Friday, November 16, 2012
SEARCHING FOR WISDOM
I spend enormous amounts of time searching for all sorts of things which, in the end, work no miracles for me and make me no happier than I was before. It’s a useless search based on broken ideas about what’s important in life. I seem to see treasures for the taking in all sorts of material things, from sweet houses beside rivers to small, spicy cookies, and too much of my time is taken up in the empty-headed search for them. I’m like a hunter hoping the next moment – the next cookie or kind word or washed and pressed white shirt – will bring the kind of contentment I’ve been searching for. I seem to so easily forget that this counterfeit contentment is as insubstantial as the slight winds that sometimes sail along our streets.
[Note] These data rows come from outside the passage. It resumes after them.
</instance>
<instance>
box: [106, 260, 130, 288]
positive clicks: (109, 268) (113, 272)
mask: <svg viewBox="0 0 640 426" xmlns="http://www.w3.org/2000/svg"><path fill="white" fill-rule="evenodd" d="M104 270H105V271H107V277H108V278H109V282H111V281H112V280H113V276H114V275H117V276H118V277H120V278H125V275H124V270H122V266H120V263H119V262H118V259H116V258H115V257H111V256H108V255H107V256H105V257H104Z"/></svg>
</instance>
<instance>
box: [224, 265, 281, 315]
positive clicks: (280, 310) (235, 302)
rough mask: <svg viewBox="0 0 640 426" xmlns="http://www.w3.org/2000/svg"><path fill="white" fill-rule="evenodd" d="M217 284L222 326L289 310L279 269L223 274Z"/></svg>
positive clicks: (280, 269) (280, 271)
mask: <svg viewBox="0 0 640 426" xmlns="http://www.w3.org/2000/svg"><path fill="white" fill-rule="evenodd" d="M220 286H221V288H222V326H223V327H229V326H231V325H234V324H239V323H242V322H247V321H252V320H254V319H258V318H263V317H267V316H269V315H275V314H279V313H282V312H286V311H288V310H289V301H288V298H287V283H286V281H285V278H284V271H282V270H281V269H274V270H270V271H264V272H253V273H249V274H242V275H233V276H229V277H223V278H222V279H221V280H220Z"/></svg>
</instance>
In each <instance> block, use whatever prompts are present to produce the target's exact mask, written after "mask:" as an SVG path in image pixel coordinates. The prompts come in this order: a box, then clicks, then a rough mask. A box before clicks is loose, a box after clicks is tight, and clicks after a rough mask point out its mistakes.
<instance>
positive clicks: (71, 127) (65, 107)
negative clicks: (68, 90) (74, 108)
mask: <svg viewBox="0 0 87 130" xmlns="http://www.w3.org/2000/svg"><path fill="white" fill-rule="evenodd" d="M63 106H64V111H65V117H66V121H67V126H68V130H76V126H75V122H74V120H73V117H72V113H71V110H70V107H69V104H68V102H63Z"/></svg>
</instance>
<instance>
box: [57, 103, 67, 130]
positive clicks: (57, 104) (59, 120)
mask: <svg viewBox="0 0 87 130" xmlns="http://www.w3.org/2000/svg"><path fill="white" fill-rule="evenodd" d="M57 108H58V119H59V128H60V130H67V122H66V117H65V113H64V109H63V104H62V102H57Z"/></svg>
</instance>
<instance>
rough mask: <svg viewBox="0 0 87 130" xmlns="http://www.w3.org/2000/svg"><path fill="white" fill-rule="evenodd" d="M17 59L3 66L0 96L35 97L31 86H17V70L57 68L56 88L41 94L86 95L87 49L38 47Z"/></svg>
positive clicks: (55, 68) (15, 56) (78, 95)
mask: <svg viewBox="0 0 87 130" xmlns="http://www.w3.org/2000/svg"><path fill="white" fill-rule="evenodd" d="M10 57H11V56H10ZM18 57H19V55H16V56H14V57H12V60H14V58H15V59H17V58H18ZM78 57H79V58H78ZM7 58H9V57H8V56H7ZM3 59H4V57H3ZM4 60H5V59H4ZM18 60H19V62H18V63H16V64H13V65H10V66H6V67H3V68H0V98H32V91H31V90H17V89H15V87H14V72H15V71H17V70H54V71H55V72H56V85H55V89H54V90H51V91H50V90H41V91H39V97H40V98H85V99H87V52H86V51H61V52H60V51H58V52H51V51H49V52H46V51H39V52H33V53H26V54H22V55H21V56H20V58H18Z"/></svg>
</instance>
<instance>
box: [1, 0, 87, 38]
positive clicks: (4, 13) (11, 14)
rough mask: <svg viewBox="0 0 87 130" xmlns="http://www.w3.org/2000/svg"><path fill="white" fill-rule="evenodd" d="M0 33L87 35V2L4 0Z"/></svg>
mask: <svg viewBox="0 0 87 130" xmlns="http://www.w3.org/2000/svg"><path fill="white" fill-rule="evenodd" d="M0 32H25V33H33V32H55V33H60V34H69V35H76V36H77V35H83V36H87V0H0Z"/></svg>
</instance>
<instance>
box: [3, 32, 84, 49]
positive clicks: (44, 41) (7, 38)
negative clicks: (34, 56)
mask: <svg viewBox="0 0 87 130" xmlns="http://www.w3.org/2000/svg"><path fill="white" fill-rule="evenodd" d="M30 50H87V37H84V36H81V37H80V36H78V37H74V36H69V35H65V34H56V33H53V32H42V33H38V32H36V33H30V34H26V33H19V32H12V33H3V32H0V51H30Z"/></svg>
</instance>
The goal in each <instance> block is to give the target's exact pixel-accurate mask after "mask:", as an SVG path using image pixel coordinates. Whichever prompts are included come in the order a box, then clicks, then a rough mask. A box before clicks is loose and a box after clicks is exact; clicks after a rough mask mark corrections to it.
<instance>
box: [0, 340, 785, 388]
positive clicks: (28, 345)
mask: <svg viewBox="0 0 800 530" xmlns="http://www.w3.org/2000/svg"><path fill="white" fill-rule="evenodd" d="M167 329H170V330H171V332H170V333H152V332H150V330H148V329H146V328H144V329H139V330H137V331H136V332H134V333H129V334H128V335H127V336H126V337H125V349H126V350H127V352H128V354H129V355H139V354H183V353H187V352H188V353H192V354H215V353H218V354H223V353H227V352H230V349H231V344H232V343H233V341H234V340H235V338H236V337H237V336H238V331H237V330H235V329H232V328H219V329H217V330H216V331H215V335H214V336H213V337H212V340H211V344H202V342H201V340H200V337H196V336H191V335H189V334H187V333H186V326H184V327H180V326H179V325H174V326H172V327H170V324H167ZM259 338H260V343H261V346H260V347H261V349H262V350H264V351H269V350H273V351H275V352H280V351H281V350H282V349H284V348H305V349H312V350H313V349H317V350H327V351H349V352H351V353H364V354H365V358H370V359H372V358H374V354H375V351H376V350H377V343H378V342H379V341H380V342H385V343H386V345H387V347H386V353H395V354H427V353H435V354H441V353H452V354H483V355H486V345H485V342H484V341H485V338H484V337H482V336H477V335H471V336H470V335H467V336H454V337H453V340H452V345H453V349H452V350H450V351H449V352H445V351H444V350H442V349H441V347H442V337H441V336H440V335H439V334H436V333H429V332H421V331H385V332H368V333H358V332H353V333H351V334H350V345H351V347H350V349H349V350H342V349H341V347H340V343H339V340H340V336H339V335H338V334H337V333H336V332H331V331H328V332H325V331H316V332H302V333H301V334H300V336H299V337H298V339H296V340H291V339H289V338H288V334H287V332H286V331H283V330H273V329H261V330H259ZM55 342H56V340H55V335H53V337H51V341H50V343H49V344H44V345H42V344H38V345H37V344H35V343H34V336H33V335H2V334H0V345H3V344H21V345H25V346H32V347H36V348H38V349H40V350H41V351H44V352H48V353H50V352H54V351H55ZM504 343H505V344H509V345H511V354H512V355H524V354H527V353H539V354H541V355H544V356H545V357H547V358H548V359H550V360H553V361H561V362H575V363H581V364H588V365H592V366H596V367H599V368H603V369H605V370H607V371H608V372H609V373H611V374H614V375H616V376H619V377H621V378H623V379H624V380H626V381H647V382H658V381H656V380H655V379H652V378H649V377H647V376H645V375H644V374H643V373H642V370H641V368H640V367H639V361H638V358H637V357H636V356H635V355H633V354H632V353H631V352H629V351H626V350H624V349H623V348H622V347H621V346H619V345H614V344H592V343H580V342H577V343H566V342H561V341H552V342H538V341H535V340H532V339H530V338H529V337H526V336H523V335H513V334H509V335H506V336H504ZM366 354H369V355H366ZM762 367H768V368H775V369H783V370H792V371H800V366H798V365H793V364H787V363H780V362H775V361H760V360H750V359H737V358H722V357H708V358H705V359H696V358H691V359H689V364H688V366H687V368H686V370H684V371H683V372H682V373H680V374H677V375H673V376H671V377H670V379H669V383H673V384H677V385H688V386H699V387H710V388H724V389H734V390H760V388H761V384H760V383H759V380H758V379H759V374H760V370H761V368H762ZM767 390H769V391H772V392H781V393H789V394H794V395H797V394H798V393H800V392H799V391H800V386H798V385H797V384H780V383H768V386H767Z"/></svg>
It comes with a careless unconcern for my welfare, and then leaves as quickly and easily as leaves let go of trees in the fall. Happiness made of material things is simply haze and smoke, and disappears as surely as daylight does each evening. What doesn’t disappear – and I wish I could write this inside me somewhere – is wisdom, and it’s as easy to find as leaves falling in November. Wisdom waits for me in all the moments of all my days, and all I have to do is hold it up in the light and love it sincerely. It doesn’t dwindle or take flight or die. In fact, it unfurls in unending ways once I accept it into my life, and I can do that by simply bowing before it and being humble enough to hold it close like the treasure it truly is.